Однажды в 12 часов ночи пришел командир нашей роты Личку-Схомутов, разбудил меня и говорит, что предстоит арест командира полка и надо еще трех толковых ребят для выполнения этого задания. Я разбудил ефрейтора Мандалова, рядовых Анфиногенова и Петрова. Мы быстро оделись, взяли из пирамиды свои винтовки, комвзвода выдал нам патроны, приказал зарядить оружие и поставить его на предохранитель. Потом сам повел нас. «Кто войдет первым?» — спросил он, когда мы подошли к большому насыпному дому около крепости, где жил полковник Калачев. «Разрешите мне, — сказал я. — Я холостой, случись что, поплачут только отец с матерью, а у моих товарищей жены и дети». «Хорошо» — согласился Личку-Схомутов и постучал в дверь.
Когда двери открыла жена Калачева, я первым вошел внутрь и сразу направился к комнате, где спал комполка. Она оказалась закрытой изнутри, но я надавил плечом, ворвался и, взяв винтовку наизготовку, приказал полковнику встать и поднять руки. Вошедший за мной Личку-Схомутов громко сказал, что именем революции командир полка полковник Калачев арестован. Он не сопротивлялся, был растерян. Мы взяли у него под подушкой два нагана, сняли со стены шашку. Так, обезоруженного, но одетого по всей форме, сдали потом в комендатуру, где были в боевой готовности до рассвета.
Через некоторое время прошли выборы ротных и полковых комитетов, меня избрали в ротный комитет, а затем в полковой и Совет крестьянских и солдатских депутатов. Вскоре я был назначен ротным каптенармусом и принял все ротные ценности под свой контроль.

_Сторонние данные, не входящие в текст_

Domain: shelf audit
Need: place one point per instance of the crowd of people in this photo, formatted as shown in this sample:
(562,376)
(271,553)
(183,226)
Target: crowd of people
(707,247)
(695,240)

Временное правительство готовило наступление, и нас в июне направили на фронт, куда я прибыл 5 июня и попал в 45-й Сибирский стрелковый полк. Вскоре к нам приехала делегация от правительства, которая агитировала за войну до победного конца. Но фронтовики-большевики были против войны, горой стояли за мир, мы их поддерживали. Было организовано братание с немцами, но офицеры заняли реакционную позицию, что вызвало восстание в полку. Офицеры, что шли против мира, были арестованы.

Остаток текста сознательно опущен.